From “Puella Mea” [Through the young and awkward hours]
Through the young and awkward hours
my lady perfectly moving,
through the new world scarce astir
my fragile lady wandering
in whose perishable poise
is the mystery of Spring
(with her beauty more than snow
dexterous and fugitive
my very frail lady drifting
distinctly, moving like a myth
in the uncertain morning, with
April feet like sudden flowers
This poem is in the public domain. Published in Poem-a-Day on January 10, 2026, by the Academy of American Poets.
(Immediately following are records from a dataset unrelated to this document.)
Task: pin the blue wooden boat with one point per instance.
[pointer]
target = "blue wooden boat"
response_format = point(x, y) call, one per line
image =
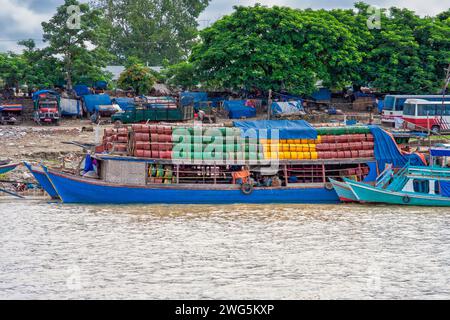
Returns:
point(73, 189)
point(8, 167)
point(39, 174)
point(413, 186)
point(346, 193)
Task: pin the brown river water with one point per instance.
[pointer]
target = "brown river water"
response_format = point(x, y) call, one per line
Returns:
point(54, 251)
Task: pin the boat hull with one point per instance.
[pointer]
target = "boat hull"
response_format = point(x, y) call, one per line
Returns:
point(370, 194)
point(79, 190)
point(344, 192)
point(8, 168)
point(42, 179)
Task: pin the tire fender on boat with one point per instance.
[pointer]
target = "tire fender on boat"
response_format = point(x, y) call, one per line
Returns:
point(329, 186)
point(406, 199)
point(247, 189)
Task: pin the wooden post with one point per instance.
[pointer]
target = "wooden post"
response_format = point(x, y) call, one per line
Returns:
point(286, 178)
point(324, 176)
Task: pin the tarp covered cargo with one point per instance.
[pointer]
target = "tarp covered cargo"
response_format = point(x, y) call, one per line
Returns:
point(11, 108)
point(237, 109)
point(387, 151)
point(188, 97)
point(70, 107)
point(124, 103)
point(323, 94)
point(93, 101)
point(41, 92)
point(287, 129)
point(291, 107)
point(81, 90)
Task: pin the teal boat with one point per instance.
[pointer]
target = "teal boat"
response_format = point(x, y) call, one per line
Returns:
point(413, 186)
point(346, 193)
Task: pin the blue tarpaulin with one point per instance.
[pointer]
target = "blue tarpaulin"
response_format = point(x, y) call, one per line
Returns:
point(440, 152)
point(124, 103)
point(81, 90)
point(287, 107)
point(37, 93)
point(387, 151)
point(237, 109)
point(445, 188)
point(287, 129)
point(193, 97)
point(323, 94)
point(92, 101)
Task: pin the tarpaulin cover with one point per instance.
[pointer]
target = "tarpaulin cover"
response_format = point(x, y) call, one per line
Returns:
point(70, 107)
point(287, 107)
point(387, 151)
point(445, 188)
point(287, 129)
point(193, 97)
point(37, 93)
point(124, 103)
point(322, 94)
point(92, 101)
point(440, 152)
point(81, 90)
point(237, 109)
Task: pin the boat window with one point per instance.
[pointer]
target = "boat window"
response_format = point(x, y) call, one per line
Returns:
point(410, 109)
point(427, 109)
point(422, 186)
point(389, 103)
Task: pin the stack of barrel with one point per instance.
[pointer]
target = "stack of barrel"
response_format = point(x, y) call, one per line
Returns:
point(346, 146)
point(116, 140)
point(215, 144)
point(151, 141)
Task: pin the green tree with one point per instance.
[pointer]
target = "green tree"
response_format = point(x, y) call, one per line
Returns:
point(80, 46)
point(181, 75)
point(152, 30)
point(137, 77)
point(276, 48)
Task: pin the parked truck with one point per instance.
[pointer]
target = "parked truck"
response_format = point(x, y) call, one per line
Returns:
point(47, 107)
point(153, 110)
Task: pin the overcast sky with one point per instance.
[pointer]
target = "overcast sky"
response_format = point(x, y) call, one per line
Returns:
point(21, 19)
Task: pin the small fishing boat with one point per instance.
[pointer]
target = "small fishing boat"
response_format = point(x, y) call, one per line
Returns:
point(413, 186)
point(39, 174)
point(346, 193)
point(5, 168)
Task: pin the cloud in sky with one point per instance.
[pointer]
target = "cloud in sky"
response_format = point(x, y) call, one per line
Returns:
point(21, 19)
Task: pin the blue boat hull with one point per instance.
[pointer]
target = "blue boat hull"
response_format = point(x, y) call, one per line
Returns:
point(367, 193)
point(7, 168)
point(344, 192)
point(43, 180)
point(79, 190)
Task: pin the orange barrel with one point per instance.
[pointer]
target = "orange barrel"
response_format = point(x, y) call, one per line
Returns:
point(139, 153)
point(155, 154)
point(154, 137)
point(141, 137)
point(141, 145)
point(153, 129)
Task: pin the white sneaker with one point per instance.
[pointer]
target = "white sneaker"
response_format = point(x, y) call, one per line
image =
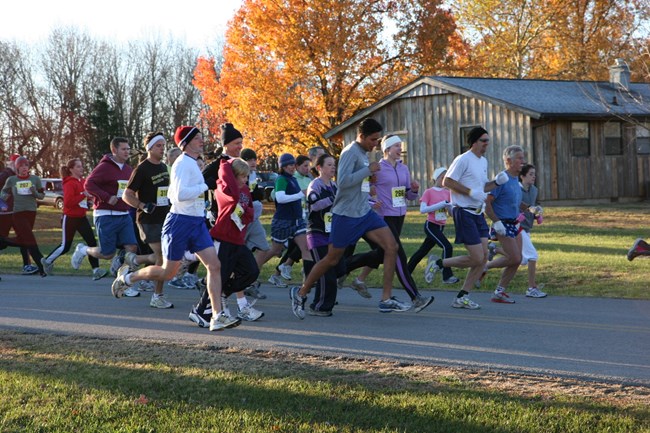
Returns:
point(285, 271)
point(249, 314)
point(159, 301)
point(146, 286)
point(78, 256)
point(465, 302)
point(223, 321)
point(129, 259)
point(277, 281)
point(534, 292)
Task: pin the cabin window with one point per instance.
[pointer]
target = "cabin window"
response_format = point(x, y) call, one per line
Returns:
point(580, 138)
point(643, 139)
point(613, 138)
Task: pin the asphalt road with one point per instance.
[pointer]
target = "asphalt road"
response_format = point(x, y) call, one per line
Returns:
point(587, 338)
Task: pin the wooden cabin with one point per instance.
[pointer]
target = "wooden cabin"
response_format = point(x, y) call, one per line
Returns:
point(590, 141)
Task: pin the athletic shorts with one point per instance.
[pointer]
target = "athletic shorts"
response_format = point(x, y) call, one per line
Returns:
point(528, 251)
point(114, 230)
point(283, 230)
point(348, 230)
point(150, 233)
point(512, 230)
point(182, 233)
point(256, 237)
point(470, 228)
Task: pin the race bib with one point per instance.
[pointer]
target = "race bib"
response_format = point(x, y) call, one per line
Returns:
point(24, 187)
point(121, 186)
point(398, 195)
point(365, 185)
point(236, 217)
point(161, 196)
point(328, 222)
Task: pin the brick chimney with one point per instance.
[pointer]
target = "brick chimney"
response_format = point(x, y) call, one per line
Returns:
point(619, 74)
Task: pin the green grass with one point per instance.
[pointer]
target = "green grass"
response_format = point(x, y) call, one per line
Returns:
point(582, 251)
point(52, 383)
point(66, 384)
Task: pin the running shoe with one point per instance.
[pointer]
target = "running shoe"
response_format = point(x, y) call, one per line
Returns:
point(130, 259)
point(285, 271)
point(78, 256)
point(534, 292)
point(119, 285)
point(160, 301)
point(223, 321)
point(361, 288)
point(451, 280)
point(501, 297)
point(99, 273)
point(254, 292)
point(465, 302)
point(420, 303)
point(47, 266)
point(249, 314)
point(277, 281)
point(203, 320)
point(297, 302)
point(117, 262)
point(492, 251)
point(431, 268)
point(319, 313)
point(393, 304)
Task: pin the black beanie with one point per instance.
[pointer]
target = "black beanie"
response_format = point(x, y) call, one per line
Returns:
point(475, 134)
point(229, 133)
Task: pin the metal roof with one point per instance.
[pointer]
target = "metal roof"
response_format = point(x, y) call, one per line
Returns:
point(536, 98)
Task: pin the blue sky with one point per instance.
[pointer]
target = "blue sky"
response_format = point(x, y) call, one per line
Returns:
point(197, 22)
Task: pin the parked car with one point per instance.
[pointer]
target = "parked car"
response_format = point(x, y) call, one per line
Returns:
point(266, 179)
point(53, 189)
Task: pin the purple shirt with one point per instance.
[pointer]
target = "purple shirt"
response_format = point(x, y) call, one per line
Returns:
point(391, 183)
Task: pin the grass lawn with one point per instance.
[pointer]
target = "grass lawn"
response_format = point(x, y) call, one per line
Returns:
point(57, 383)
point(582, 251)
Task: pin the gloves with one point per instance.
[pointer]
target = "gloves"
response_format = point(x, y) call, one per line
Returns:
point(501, 178)
point(499, 228)
point(148, 208)
point(478, 195)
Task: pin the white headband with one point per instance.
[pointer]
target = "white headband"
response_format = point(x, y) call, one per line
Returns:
point(390, 142)
point(155, 139)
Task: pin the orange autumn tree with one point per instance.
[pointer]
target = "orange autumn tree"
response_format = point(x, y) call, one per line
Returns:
point(555, 39)
point(294, 69)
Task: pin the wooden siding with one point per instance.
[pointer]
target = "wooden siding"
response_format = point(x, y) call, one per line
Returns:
point(431, 119)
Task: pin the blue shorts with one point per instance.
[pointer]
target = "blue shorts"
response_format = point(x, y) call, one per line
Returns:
point(114, 231)
point(512, 230)
point(470, 228)
point(348, 230)
point(184, 233)
point(283, 230)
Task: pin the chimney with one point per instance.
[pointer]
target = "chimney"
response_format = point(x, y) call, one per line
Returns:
point(619, 74)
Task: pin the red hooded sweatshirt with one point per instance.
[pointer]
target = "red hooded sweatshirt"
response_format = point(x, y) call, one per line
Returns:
point(73, 195)
point(106, 180)
point(228, 196)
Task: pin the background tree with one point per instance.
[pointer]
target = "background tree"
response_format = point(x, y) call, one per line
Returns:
point(293, 69)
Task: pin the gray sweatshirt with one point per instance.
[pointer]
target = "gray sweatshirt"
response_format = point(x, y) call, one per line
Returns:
point(353, 168)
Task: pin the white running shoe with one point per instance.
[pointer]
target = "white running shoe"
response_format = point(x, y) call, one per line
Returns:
point(160, 301)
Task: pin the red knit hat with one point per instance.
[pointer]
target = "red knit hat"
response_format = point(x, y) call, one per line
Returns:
point(184, 134)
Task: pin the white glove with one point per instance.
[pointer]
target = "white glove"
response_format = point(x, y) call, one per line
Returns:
point(499, 228)
point(478, 195)
point(501, 178)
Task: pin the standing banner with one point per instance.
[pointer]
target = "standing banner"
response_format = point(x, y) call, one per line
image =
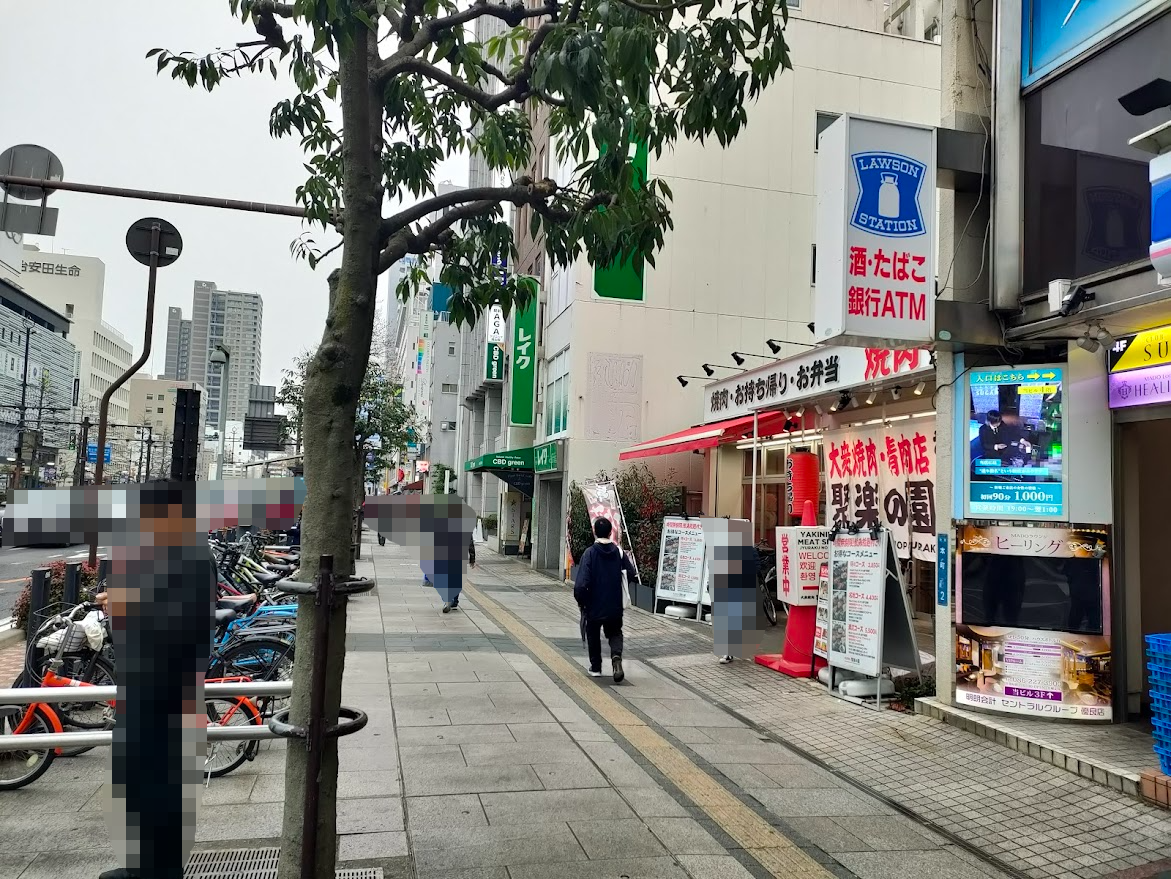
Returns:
point(602, 502)
point(885, 475)
point(870, 619)
point(856, 597)
point(680, 576)
point(821, 630)
point(800, 555)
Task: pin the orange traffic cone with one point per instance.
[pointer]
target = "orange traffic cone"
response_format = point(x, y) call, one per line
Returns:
point(798, 659)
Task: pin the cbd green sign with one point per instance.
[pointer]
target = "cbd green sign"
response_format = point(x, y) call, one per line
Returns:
point(621, 280)
point(524, 366)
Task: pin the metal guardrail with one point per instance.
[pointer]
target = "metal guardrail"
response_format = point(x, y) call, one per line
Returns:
point(102, 737)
[Through the young and awkward hours] is a brief section of E. E. Cummings’s longest poem, Puella Mea (The Golden Eagle Press, 1923), inspired by his affair with Elaine Thayer, the wife of his friend and publisher, Scofield Thayer. In correspondence sent to the latter Thayer, Cummings wrote, “i have been like Hel working, like sissyphus of stone fame, upon the greatest Chanson d’Amour of the Centuries. it is called PUELLA MEA.” About the poem, biographer and poet Christopher Sawyer-Lauçanno writes in his book, E. E. Cummings: A Biography (Sourcebooks, 2004), “Unabashed, excessive, exuberant, tender, and florid, the irregularly rhymed poem celebrates his ‘darling girl’ or ‘puella mea’ in both a conventional and unconventional manner.” He continues, “[T]he form and formula of ‘Puella Mea’ are frequently overwhelmed by lush, fresh images unique to Cummings.”